Norquist made regular visits to UNITA controlled territory during the 1980s. Although now a legitimate political party in Angola, the United States Department of Homeland Security has characterized UNITA from 1998 until the killing of Savimbi in 2002 by Angolan government forces as a terrorist organization. During this time period, Human Rights Watch described UNITA as “a rebel group led by Jonas Savimbi, [that] killed, abducted, and terrorized civilians with impunity.” The United States Institute of Peace wrote, “Savimbi is indeed responsible for a litany of crimes against humanity.” UNITA employed child soldiers throughout the Angolan Civil War, including during the time that Norquist was a registered lobbyist for the organization. Norquist ties to Savimbi were close, and he admitted to ghostwriting a number of op-eds for Savimbi during the 1980s promoting UNITA’s war against Soviet-backed MPLA. He even wore a UNITA issued uniform while visiting Angola, but admitting to taking it off when fighting broke out.
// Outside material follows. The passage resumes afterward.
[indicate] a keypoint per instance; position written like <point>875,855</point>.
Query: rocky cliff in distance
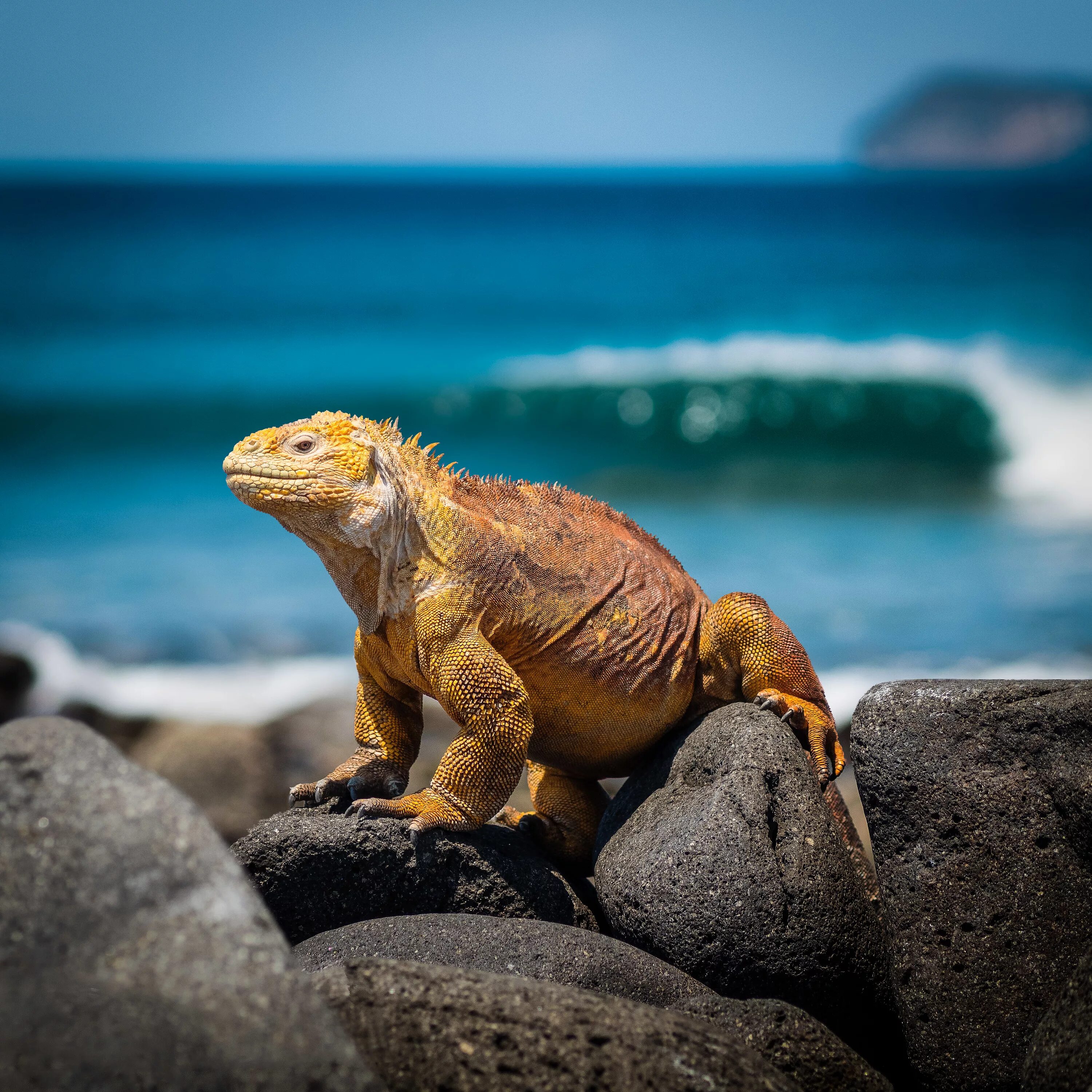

Norquist also supported RENAMO, an insurgent group accused of killing over 1,000,000 civilians in Mozambique. After Norquist visited RENAMO-held territory in 1987, he wrote a report praising RENAMO for calling for free elections and the free practice of religion, while falsely accusing RENAMO’s opponents of anti-Semitism. Norquist even met with President Ronald Reagan and urged him to support RENAMO, but the administration declined to aid RENAMO’s cause because of the group’s human rights record.

In July 1985, Norquist attended a conference hosted by the National Student Federation (NSF) in Johannesburg, South Africa. The NSF supported apartheid in South Africa and was allied with the pro-apartheid South African Defense Force (SADF). The SADF enforced apartheid policies and fought in the Angolan Bush War to preserve discriminatory treatment of Africans.

Oliver North (Board Member)

North was a central figure in the Iran-Contra Affair. The political scandal, which came to light in November 1986, involved U.S. officials violating an arms embargo to sell weapons to Iran, and then using the residual profits to fund Contra rebels in Nicaragua. North oversaw the transfer of the arms profits to the Contras, who engaged in widespread human rights abuses, including the rape and murder of civilians. They also had links to drug traffickers. In July 1987, North admitted to lying to Congress and shredding important documents related to the Iran-Contra scheme, which he referred to as a “neat idea.” He was later indicted on 16 felony counts before being convicted on three of them in 1989. The conviction was vacated in 1990.

On September 17, 1987, North sought leniency for Honduran General José Bueso Rosa. Rosa tried to ship $40 million worth of cocaine to the United States in order to fund an attempt to assassinate Honduran President Roberto Suazo Córdoba but was caught by the FBI. North was afraid that if he did not help Rosa avoid a long jail sentence, the general would expose the extent of the United State’s support of the Contra rebels.

On May, 5 1985, North wrote to Admiral John Poindexter, “You will recall that over the years Manuel Noriega in Panama and I have developed a fairly good relationship.” At the time North was attempting to strike a deal where the United States would help improve the dictator’s image in exchange for Noriega’s help in defeating the Sandinistas. North’s exchange with Poindexter also revealed that North had met Noriega on a boat on the Potomac River.